Despite Champagne's supremacy in the global sparkling wine market, the two largest players in the game both realise they cannot afford to take this position for granted. What is even more interesting is that they both consider the most important message to get across is the vital role that is played by terroir. This is paradoxical, in the construction of a blended wine. Both ranges reflect this point, but Feuillatte's is more constructive, Moët's more academic.

We cannot begin to get to grips with all the region's 300-odd villages, let alone tens of thousands of lieux-dits (individually named vineyards), but we can at least come to terms with the 17 most expressive villages, the grands crus of Champagne. If we can understand what each of these villages can contribute to a blend, we will be able to grasp the potential typicity of Champagne's three most famous districts – the Côte des Blancs, Montagne de Reims and Vallée de la Marne. Feuillatte's range of grands crus can help us progress along this path, but Moët's Trilogie cannot. Its cuvées pander more to Champagne collectors with the deepest pockets; those who simply must have every vintage of Krug's Clos du Mesnil, for example.

These cuvées are vital for Moët's survival because the larger the house, the more it needs to express individuality if it is to retain its reputation as well as size. However, there is, I think, a flaw in the fundamental concept the Trilogie range and this needs tweaking if it is to be successful in the long-term.

 

What Moët has tried to create in these wines is the very essence of terroir, but where it has gone wrong is to make these Champagnes non-vintage. When I asked Georges Blanc, Moët's new Chef de Cave, why they even considered this, he told me that there was much internal debate over whether these cuvées should be vintaged or not. Arguments for and against raged for some time, but eventually the non-vintage lobby got its way. 'Above everything else, the aim was to express terroir, terroir, terroir' Georges insisted, 'and a vintage would only detract from this'. He added that the flexibility of blending several vintages would help guarantee a consistent product each year and here is where the argument falls down because the result of this blending can never be a pure expression of terroir. The vagaries of vintage are part of terroir.

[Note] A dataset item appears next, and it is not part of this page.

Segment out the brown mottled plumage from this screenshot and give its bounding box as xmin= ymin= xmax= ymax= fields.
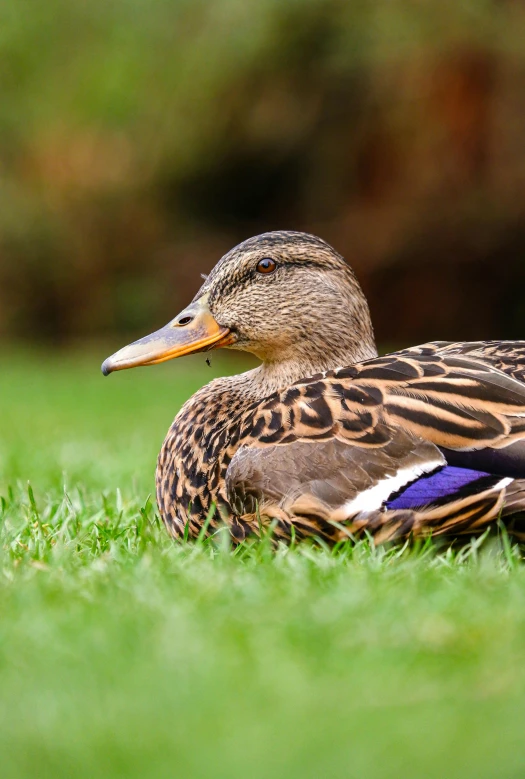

  The product of the greatest terroir will differ from year to year, even if its special situation enables it to be more successful than its neighbours. By mixing different years, Moët has not expressed terroir, but has blended it into a homogeneity that Georges hopes to repeat with every bottling. He provided a glimmer of hope, saying that Trilogie is a totally new project, so nothing is carved in stone. I hope the vintage lobby gets its way in future.

One thing that everyone at Moët & Chandon is in total agreement about and that is the need to keep developing interesting new Champagnes if it is to attract interested new consumers. Even the largest Champagne house must attract new consumers constantly just to stand still.

After all, its customers are mortal. There's natural wastage with every generation that goes by and with each new generation so the shift has gone from Old World to New. This has had less effect on Champagne than on French wines generally, but this has not led to complacency at Moët.

The one great project that few other than Moët & Chandon could hope of tackling would be to market a complete range of 17 grand cru Champagnes. Even Moet would have to rely on purchasing grapes for some of these wines, since it has vineyards in only 13 grand cru villages. To follow all 17 grand cru villages every vintage would be many Champagne enthusiast's dream. It is only possible to do this today by purchasing the Champagnes from different producers, but it needs one winemaking team to produce each and every wine for the comparison to work.

Mind you, Nicolas Feuillatte is already partway there and it could easily make arrangements with other cooperatives to source all 17 grands crus.